As the 19th century pioneer of détournement, Isidore Ducasse (aka the Comte de Lautréamont), had argued, the creative plagiarism that lies at the heart of all human endeavours cannot be reduced to the mere copying or facile rearrangement of previously fashioned components. Rather, détournement proposed to improve on the original, adapting ideas and repurposing them for current needs.

Ideas improve. The meaning of words plays a role in that improvement. Plagiarism is necessary. Progress implies it. It closely grasps an author’s sentence, uses his expressions, deletes a false idea, replaces it with the right one.—Isidore Ducasse, Poesies, 1870

The situationist conceived of “détournement” as both the most significant discovery of the artistic avant-gardes of the 19th and 20th centuries, and a sort of “ultima thule” beyond which solely artistic practices could not proceed. What they meant was that most attempts to revolutionise artistic expression (even those that ended in a Dada like anti-art) had effectively exhausted the formal innovation of the arts. Certainly, one could continue with different contents, chiselling away at the already discovered new forms (collage, automatic poetry, the use of found objects, abstraction, etcetera, etcetera).
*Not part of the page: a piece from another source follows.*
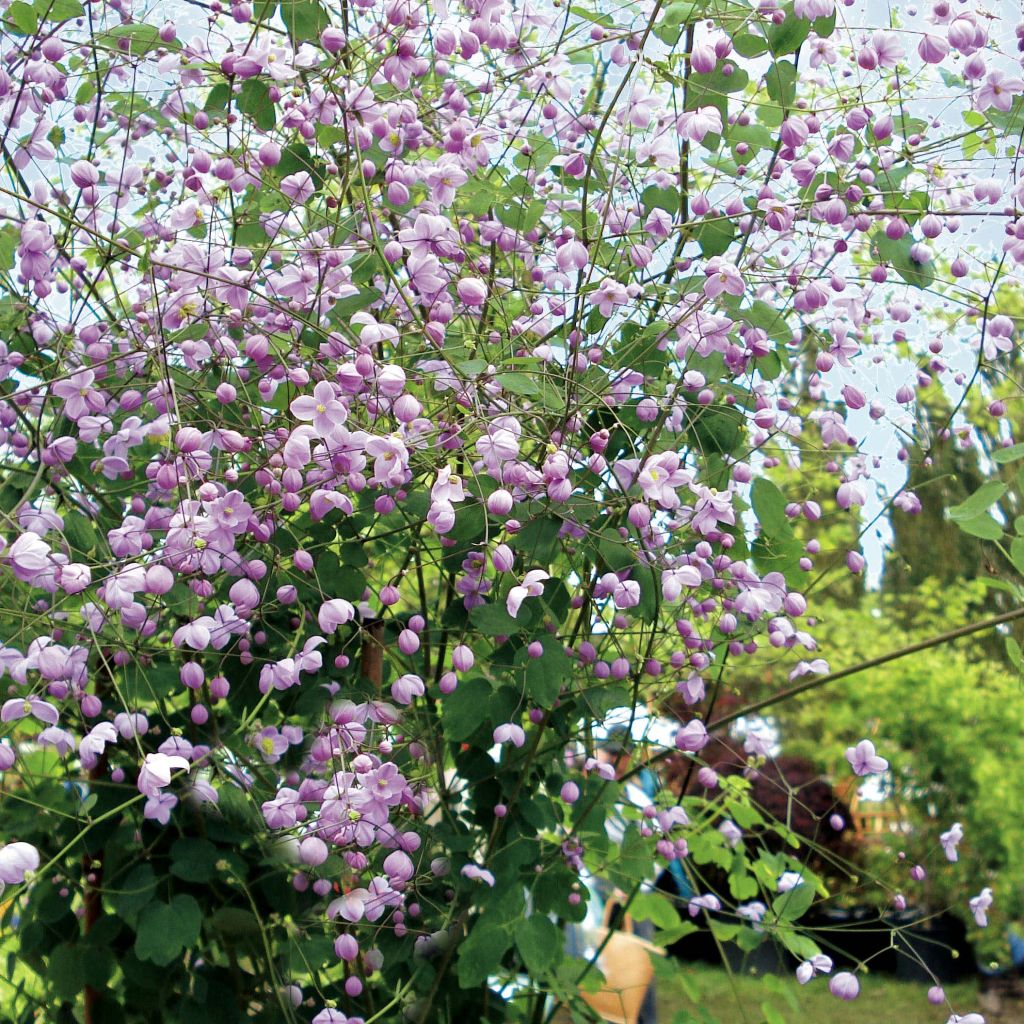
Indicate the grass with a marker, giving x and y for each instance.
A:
(688, 993)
But all that would be achieved would be the elaboration of so many works of art, liable to be sold in the markets for art, or not as the case may be. Instead—and here the situationists clearly drew upon the original sense of “experimental” and “avant-garde” amongst the Dadas, surrealists etc.—experimentation must move away from the impasse of formal experiments and aim at the transformation of everyday life itself. The situationists initially attempted to experiment with the design and use of cities (under the name of ‘unitary urbanism’—see here, and here). Ultimately, they moved beyond this and took aim at the organisation of capitalism itself, helping to usher in the last great revolutionary experiments of the 1970s amidst the festive occupations movement in France in May 1968.
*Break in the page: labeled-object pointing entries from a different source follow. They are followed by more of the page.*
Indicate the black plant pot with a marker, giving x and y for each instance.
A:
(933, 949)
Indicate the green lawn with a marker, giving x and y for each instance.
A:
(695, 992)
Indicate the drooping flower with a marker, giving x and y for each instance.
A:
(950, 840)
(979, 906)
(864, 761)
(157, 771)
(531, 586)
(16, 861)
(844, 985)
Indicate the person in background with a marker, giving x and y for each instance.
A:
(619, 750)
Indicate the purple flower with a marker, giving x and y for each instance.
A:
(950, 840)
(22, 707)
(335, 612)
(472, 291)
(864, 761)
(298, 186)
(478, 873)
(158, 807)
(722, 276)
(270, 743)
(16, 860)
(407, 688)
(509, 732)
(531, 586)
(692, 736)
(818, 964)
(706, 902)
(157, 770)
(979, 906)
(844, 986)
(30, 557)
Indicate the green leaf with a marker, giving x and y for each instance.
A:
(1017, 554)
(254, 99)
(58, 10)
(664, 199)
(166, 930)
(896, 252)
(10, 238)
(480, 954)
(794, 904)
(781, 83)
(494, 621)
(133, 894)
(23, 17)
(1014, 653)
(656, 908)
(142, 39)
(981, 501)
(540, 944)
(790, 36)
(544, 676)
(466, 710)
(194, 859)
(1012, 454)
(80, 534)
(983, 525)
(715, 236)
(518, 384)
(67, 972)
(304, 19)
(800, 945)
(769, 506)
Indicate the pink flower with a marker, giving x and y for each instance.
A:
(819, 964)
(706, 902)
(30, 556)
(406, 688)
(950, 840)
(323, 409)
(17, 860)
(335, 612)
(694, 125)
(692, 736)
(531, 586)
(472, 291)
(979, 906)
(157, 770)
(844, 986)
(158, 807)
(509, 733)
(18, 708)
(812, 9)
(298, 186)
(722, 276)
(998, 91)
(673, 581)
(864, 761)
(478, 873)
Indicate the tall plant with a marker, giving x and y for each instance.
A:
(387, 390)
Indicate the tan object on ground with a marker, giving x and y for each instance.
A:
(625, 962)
In 1957 when the situationists kicked off their experiments in living and ‘unitary urbanism’ they saw themselves as starting from the bases the surrealists had already staked out in 1924. Today we need to start again from the bases that the situationists established in 1968; and the surrealists in 1924; and the Dadas in 1916; and etc. However, such bases are merely points of departure not closed projects to be emulated repetitively or ironically. In today’s world in which the look of surrealism has triumphed throughout popular culture, the original surrealists desire for a new way of living beyond the mundanity and horrors of capitalism seems more pertinent. As the situationists argued against their surrealist forebears, what is implicit is in need of being made explicit. It is not enough to limit our experiments to art alone. To the extent that our appropriations remain purely artistic—as poems, paintings, and even more process based conceptual works—is the extent to which we will be defeated and recuperated. The surrealists never tired of explaining: there is no poetry for the enemies of poetry. And poetry for the surrealists, beyond their paintings and poems, was synonymous with the playful creation and recreation of life itself. 

In order to make poetry dangerous again we must turn our experiments once more to the vast canvas of everyday life.